By Haddon Libby

Just last week, Wells Fargo announced that the fraudulent checking account ‘problem’ that came to light last year affected 3.5 million accounts, not just the 2.1 million accounts disclosed last year. This means that nearly 2% of all accounts at Wells Fargo were opened fraudulently. While 5,300 employees lost their jobs over this, what would happen to you if you opened a bank account in the name of someone else without their approval? How come no one at Wells Fargo has faced a similar fate?

Wells Fargo likes to represent itself as “America’s Community Bank” despite being the third largest bank in the nation. Their claim becomes even more outrageous when you realize that they flunked their Community Lending Exam. Federal banking regulators severely downgraded the bank due to “discriminatory and illegal” lending practices of an “egregious nature” where Wells Fargo directed Hispanic and African-American clients toward more expensive loans. This downgrade means that many cities, counties and states may not be able to work with Wells Fargo until this rating improves. Tim Sloan, Wells Fargo’s CEO was “disappointed” with the rating downgrade as he thinks that they have done great work.
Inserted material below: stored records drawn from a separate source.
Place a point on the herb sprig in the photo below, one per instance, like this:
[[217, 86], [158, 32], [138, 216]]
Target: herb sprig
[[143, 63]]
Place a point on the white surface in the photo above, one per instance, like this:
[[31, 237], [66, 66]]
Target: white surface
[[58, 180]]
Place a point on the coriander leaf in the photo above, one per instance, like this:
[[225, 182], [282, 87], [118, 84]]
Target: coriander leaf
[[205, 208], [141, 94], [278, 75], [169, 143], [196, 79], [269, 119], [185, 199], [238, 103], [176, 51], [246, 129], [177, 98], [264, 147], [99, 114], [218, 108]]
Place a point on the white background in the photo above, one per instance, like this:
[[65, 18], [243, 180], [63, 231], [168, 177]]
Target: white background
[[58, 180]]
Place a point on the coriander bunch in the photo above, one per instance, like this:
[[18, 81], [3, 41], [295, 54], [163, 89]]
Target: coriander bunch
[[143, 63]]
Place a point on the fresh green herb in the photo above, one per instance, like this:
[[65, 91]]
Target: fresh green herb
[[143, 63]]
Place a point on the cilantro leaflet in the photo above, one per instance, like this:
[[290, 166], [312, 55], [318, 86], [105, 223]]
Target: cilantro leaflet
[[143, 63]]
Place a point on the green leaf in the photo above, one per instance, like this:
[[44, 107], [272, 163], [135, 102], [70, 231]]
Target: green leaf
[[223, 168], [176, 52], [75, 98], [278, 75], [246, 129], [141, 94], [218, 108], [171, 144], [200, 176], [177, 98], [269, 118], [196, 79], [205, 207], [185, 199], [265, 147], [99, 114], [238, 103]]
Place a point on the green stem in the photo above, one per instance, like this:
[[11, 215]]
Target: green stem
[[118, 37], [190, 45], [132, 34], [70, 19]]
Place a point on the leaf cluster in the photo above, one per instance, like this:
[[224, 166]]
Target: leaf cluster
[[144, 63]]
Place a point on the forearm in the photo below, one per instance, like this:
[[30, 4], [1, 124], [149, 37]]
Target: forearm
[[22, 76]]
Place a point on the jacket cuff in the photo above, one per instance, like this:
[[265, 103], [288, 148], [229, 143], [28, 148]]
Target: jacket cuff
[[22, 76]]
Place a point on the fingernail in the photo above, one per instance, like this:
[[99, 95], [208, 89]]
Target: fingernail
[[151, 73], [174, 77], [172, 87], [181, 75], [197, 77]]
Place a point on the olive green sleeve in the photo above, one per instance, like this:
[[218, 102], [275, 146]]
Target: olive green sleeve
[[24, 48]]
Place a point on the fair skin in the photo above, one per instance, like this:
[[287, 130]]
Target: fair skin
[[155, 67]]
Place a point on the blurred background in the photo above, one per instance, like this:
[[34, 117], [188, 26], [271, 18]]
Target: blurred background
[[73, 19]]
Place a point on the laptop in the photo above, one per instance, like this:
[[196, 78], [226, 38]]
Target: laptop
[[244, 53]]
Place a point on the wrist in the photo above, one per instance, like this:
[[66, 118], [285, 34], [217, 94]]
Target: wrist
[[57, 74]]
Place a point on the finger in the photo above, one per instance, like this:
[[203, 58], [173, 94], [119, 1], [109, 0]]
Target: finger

Sloan might have to rethink who should be disappointed as the bank was fined for discriminatory practices against pregnant women. From 2010 until the end of last year, Wells Fargo discriminated against nearly 200 women who were either pregnant, on maturity leave or who had recently given birth. Wells Fargo would require that these woman return to work early as a condition to a loan closing.


Wells Fargo also treated our brave servicemen badly too. The bank paid a fine for illegally repossessing 413 cars from servicemen in combat zones over the last seven years. In one case, they sold the car of a serviceman in Afghanistan and then went after his family for the balance owed. The law protects veterans from property repossessions while in combat. Not only did Wells Fargo repossess on these cars illegally but they charged usury interest rates as well.

As this article isn’t long enough to cite all recent Wells Fargo transgressions, here are a few more of their most noteworthy:

Charged 570,000 people for car insurance that they did not request or need causing many borrowers to go delinquent and 20,000 to have their cars foreclosed upon.

Paid a $1.2 billion for re-papering loan files so that the bank could sell bad loans to the Federal Housing Administration.

Changed loan terms on people in bankruptcy without the approval of the courts in an effort to get a better settlement in bankruptcy than other creditors.

Charged student loan borrowers unnecessary fees. The payment processing area would often sit on a checks for a day or two in order to cause and charge late payment fees. To make matters worse, the bank then provide inaccurate information to the credit bureaus.

Rearranged the order of checks being processed so that the largest check had to be paid first (or bounce) causing greater NSF charges. A judge has ordered the bank to return $230 million to clients for this behavior.

On investment accounts, they allowed investment advisors to change values on consolidating reports in more than 5 million instances meaning that those reports could have had false or misleading information.

Fined $5.4 million for firing an employee who tried to disclose illegal account opening practices to management.

For as bad as this list of transgressions is, the list could be much worse if Wells Fargo did not require most customer disputes to go to arbitration causing these cases to be private.

It is time that you and I stand up to the Wells Fargos of the world take our business elsewhere. There are countless honest and ethical banks, lenders and investment firms out there who want your business. Do your part and frequent the good people and not those who behave as though fines and penalties are simply a cost of business.